There are other protocols as well. If you created the “hello world” program following the instructions in Get Your Own Web Server, you can load your index.html file through the server something like this:
http://localhost/hello/index.html
But if you double-click on the file from within your file explorer, it will likely identify it using the file scheme.
file:///C:/xampp/htdocs/hello/index.html
This indicates you’re locating a file directly from hard drive. Technically this is a Uniform Resource Identifier (URI) rather than a Locator (URL). A URI identifies a resource whereas a URL gives directions on how to retrieve it. The distinction between URLs and URIs doesn’t matter all that much for now, but the distinction between the http protocol and the file scheme in an address will become important in Programming on the Server Side.
The Domain Name
The second part of the URL above specifies a domain name. Domain names are assigned by a non-profit organization known as the Internet Corporation for Assigned Names and Numbers (ICANN). Domain names are mapped to an Internet Protocol (IP) Address, which is a series of numbers (you can use sites like this one to look up the IP Address of a domain name). The IP address is used to route the request to the appropriate server computer somewhere on the Internet. Domain names and IP addresses are stored in various public Domain Name Servers (DNS) around the world that browsers use to figure out where to send their HTTP request messages.
The (Optional) Port Number
The third part of the URL is the port number. It tells the operating system on the server machine which app it should deliver an incoming message to. Many port numbers are reserved for particular purposes. For example, port 80 is for HTTP messages and 443 is for HTTPS messages. Incoming messages using these ports will be sent to a web server app such as Apache, if there happens to be one running on the machine that receives the message. Similarly, messages on port 25 will be sent to an email app, 21 will be sent to an FTP app, and so on.
In theory, any application can “claim” any port number. If you are running XAMPP on your local machine (see the Get Your Own Web Server chapter) you can configure Apache to use any port you like, but then you have to include it in the URL. For most web addresses, there’s no need to specify a port number – the default for the protocol will be used.
The Path
The fourth part of a URL is the path to the requested resource. If the computer receiving the message is running an Apache server, it will go to the top level folder where public HTML documents are stored (htdocs on windows, public_html on Linux, and so on) and then apply the path from there. So by default, Apache would interpret search in the URL above as a subfolder of the htdocs or public_html folder. Then it would look for an index file there (index.html, index.php, etc.) and load or run that file to create the response.
The (Optional) Data
The final part of the URL is a set of data that goes along with the resource request.
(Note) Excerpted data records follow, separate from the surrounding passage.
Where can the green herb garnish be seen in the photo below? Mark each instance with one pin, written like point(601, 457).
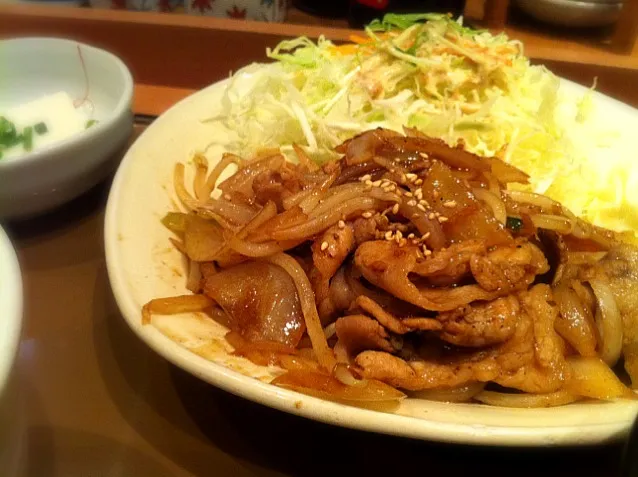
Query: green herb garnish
point(27, 138)
point(514, 223)
point(41, 128)
point(10, 137)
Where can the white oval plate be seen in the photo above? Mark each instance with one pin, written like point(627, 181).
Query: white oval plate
point(143, 265)
point(10, 308)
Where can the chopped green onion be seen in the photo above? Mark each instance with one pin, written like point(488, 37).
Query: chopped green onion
point(514, 223)
point(27, 138)
point(41, 128)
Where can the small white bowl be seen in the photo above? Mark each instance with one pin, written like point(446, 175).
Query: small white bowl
point(10, 308)
point(48, 177)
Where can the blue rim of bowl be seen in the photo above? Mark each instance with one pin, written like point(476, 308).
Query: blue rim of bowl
point(124, 103)
point(11, 307)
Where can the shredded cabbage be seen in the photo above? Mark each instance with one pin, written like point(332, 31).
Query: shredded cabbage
point(438, 76)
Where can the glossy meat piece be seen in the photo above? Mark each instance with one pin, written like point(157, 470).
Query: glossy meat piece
point(508, 268)
point(328, 253)
point(261, 302)
point(621, 266)
point(358, 333)
point(386, 265)
point(548, 370)
point(467, 218)
point(531, 360)
point(481, 324)
point(391, 322)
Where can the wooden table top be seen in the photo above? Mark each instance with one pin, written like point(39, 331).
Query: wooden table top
point(95, 401)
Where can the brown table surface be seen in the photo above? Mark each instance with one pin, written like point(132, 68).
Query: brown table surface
point(99, 403)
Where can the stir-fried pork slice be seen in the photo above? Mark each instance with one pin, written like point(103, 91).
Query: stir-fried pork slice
point(621, 266)
point(358, 333)
point(394, 324)
point(261, 301)
point(481, 324)
point(328, 253)
point(386, 265)
point(548, 370)
point(466, 217)
point(450, 264)
point(531, 360)
point(509, 268)
point(362, 148)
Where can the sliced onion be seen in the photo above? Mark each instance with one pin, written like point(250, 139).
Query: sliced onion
point(532, 198)
point(338, 195)
point(330, 330)
point(557, 223)
point(324, 354)
point(329, 218)
point(199, 183)
point(585, 258)
point(343, 374)
point(558, 398)
point(304, 159)
point(258, 250)
point(494, 202)
point(211, 182)
point(180, 189)
point(609, 322)
point(193, 282)
point(174, 305)
point(458, 394)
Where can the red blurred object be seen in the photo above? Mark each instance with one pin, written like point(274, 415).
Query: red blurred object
point(324, 8)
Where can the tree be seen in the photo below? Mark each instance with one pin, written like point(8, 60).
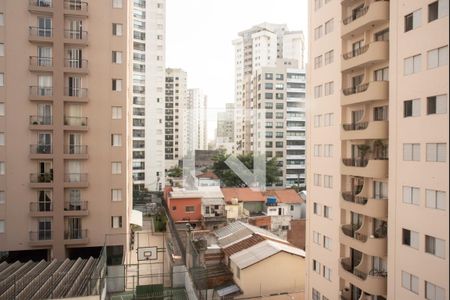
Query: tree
point(230, 179)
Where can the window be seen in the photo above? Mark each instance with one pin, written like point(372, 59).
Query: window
point(117, 57)
point(116, 195)
point(117, 85)
point(116, 168)
point(413, 20)
point(437, 104)
point(410, 238)
point(438, 57)
point(411, 108)
point(411, 152)
point(435, 199)
point(412, 64)
point(435, 246)
point(117, 29)
point(116, 112)
point(116, 222)
point(434, 292)
point(411, 195)
point(437, 152)
point(116, 140)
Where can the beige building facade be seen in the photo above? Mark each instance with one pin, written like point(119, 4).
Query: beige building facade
point(65, 180)
point(378, 150)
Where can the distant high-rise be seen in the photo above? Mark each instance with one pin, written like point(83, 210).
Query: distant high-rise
point(377, 149)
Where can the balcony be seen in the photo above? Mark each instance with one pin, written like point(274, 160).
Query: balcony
point(41, 151)
point(373, 282)
point(372, 53)
point(377, 130)
point(372, 168)
point(370, 245)
point(41, 123)
point(77, 37)
point(76, 237)
point(372, 91)
point(75, 123)
point(78, 66)
point(76, 8)
point(75, 152)
point(40, 35)
point(76, 180)
point(41, 209)
point(377, 12)
point(41, 64)
point(40, 93)
point(375, 208)
point(75, 208)
point(41, 238)
point(40, 6)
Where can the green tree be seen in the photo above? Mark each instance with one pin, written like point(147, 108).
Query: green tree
point(230, 179)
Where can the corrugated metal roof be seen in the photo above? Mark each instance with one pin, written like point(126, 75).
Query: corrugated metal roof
point(261, 251)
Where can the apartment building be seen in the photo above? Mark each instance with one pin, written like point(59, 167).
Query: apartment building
point(148, 17)
point(65, 164)
point(256, 47)
point(176, 93)
point(377, 145)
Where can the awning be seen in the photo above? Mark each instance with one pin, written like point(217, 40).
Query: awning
point(136, 218)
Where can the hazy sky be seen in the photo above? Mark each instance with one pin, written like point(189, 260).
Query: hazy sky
point(200, 34)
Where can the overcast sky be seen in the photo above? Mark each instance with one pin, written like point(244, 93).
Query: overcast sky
point(200, 34)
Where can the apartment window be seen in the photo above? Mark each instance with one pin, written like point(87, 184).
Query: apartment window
point(116, 112)
point(435, 246)
point(117, 57)
point(116, 168)
point(411, 195)
point(411, 152)
point(317, 179)
point(412, 64)
point(437, 152)
point(116, 195)
point(437, 9)
point(328, 181)
point(116, 222)
point(116, 140)
point(329, 25)
point(117, 85)
point(329, 57)
point(117, 29)
point(434, 292)
point(438, 57)
point(413, 20)
point(329, 88)
point(435, 199)
point(411, 108)
point(437, 104)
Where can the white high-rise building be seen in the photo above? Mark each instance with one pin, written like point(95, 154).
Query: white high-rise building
point(148, 60)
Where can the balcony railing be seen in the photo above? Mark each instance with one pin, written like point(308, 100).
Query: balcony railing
point(355, 126)
point(41, 149)
point(41, 235)
point(75, 205)
point(41, 177)
point(356, 89)
point(41, 91)
point(75, 234)
point(41, 120)
point(41, 206)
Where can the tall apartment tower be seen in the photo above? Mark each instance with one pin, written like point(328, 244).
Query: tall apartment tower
point(280, 92)
point(176, 93)
point(65, 160)
point(378, 150)
point(260, 46)
point(148, 93)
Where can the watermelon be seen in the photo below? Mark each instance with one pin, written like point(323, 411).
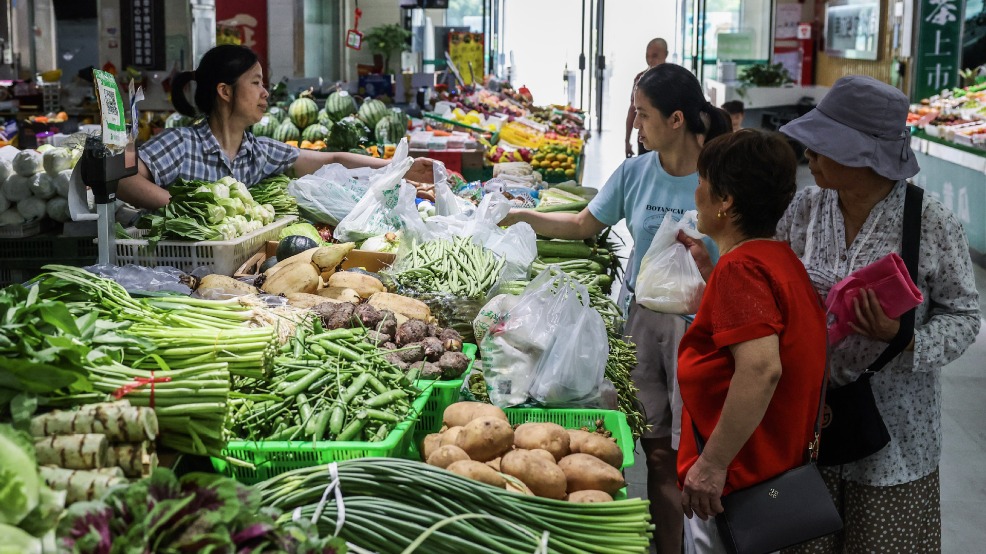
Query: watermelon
point(371, 112)
point(303, 111)
point(286, 131)
point(348, 133)
point(265, 127)
point(390, 130)
point(278, 114)
point(340, 104)
point(315, 131)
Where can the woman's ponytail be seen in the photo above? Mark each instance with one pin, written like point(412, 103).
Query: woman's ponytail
point(178, 97)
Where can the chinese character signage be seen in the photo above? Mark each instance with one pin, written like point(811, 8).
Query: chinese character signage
point(852, 29)
point(245, 22)
point(939, 46)
point(143, 33)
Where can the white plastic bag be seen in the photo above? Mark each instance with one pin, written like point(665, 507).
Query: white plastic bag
point(668, 280)
point(550, 347)
point(384, 208)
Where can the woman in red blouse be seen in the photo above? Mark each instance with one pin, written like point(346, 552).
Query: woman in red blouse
point(750, 367)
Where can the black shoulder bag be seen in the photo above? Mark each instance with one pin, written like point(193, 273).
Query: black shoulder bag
point(852, 427)
point(783, 511)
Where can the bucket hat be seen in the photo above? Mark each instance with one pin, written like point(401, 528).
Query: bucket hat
point(861, 122)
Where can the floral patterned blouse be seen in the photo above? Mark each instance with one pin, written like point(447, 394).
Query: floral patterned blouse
point(908, 389)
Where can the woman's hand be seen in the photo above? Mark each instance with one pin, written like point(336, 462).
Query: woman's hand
point(698, 251)
point(422, 171)
point(871, 321)
point(702, 491)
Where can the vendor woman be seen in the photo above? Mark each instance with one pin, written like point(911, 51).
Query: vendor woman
point(231, 96)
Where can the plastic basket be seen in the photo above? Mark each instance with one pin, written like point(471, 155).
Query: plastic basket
point(223, 256)
point(443, 395)
point(614, 421)
point(272, 458)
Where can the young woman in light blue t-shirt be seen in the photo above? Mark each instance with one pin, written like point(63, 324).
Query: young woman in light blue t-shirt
point(673, 120)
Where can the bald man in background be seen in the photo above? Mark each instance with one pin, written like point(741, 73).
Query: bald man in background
point(657, 53)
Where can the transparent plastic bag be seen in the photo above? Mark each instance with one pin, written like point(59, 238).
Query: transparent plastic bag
point(668, 280)
point(524, 352)
point(384, 208)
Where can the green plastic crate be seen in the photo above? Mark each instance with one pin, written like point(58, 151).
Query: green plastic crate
point(443, 395)
point(272, 458)
point(614, 421)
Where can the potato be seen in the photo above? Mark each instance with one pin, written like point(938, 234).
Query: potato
point(478, 471)
point(584, 472)
point(576, 438)
point(450, 436)
point(431, 443)
point(544, 478)
point(585, 497)
point(548, 436)
point(603, 448)
point(462, 413)
point(446, 456)
point(548, 456)
point(485, 438)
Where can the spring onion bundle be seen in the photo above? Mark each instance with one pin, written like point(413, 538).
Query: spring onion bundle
point(392, 504)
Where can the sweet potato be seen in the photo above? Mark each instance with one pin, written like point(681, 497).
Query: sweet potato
point(603, 448)
point(548, 436)
point(431, 443)
point(446, 456)
point(485, 438)
point(478, 471)
point(544, 478)
point(450, 435)
point(585, 497)
point(575, 439)
point(584, 472)
point(462, 413)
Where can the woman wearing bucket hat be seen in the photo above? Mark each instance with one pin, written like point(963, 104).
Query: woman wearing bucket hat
point(858, 150)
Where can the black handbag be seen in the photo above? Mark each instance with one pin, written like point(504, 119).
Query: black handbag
point(783, 511)
point(852, 427)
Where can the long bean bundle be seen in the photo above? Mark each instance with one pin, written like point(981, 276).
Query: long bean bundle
point(391, 504)
point(325, 385)
point(459, 267)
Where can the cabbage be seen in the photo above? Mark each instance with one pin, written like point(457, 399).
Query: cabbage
point(17, 187)
point(43, 186)
point(10, 217)
point(57, 209)
point(19, 480)
point(31, 207)
point(26, 163)
point(63, 181)
point(56, 160)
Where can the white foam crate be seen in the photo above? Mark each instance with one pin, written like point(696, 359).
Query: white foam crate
point(222, 256)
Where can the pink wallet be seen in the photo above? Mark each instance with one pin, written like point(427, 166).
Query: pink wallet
point(887, 277)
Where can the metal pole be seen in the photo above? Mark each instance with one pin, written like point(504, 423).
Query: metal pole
point(601, 65)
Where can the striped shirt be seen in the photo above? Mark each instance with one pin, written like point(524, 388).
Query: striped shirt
point(194, 153)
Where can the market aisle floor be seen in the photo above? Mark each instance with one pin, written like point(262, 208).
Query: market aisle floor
point(963, 482)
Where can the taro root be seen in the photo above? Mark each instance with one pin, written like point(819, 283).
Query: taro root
point(453, 364)
point(411, 353)
point(451, 339)
point(339, 318)
point(377, 339)
point(367, 316)
point(413, 330)
point(388, 323)
point(433, 349)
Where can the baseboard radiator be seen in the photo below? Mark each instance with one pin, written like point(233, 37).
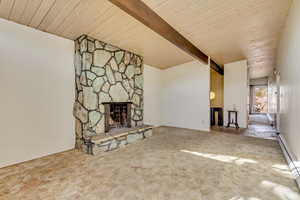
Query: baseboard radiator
point(290, 158)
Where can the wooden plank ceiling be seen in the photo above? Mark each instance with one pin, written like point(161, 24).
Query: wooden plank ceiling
point(228, 30)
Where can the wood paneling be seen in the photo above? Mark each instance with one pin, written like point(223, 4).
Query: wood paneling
point(227, 31)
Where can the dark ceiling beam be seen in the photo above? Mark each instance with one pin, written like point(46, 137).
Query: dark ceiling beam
point(216, 67)
point(140, 11)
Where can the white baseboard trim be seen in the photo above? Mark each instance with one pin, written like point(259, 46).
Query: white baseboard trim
point(290, 158)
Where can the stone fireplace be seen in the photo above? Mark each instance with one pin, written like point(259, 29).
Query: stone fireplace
point(117, 115)
point(109, 90)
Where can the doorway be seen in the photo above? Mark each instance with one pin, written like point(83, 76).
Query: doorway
point(259, 99)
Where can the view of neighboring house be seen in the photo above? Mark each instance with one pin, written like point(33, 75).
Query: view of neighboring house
point(149, 100)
In the example URL above, the data includes text that was typed into a google search bar. The user typed “php and javascript” and the data indicates that it is sending a parameter named “q” (which presumably stands for “query”) that holds the user’s text. This part of the URL is separated from the routing information by a question mark, and is ignored when routing the request.
If Apache sees data attached to a request, it will make it available to the requested resource. If the requested resource is a PHP program, that program can access the data if it needs to. If it’s a flat file (HTML, CSS, images, etc.) it will be ignored. We will have a lot more to say about the data attached to requests when we get to the Programming on the Server Side section of the book.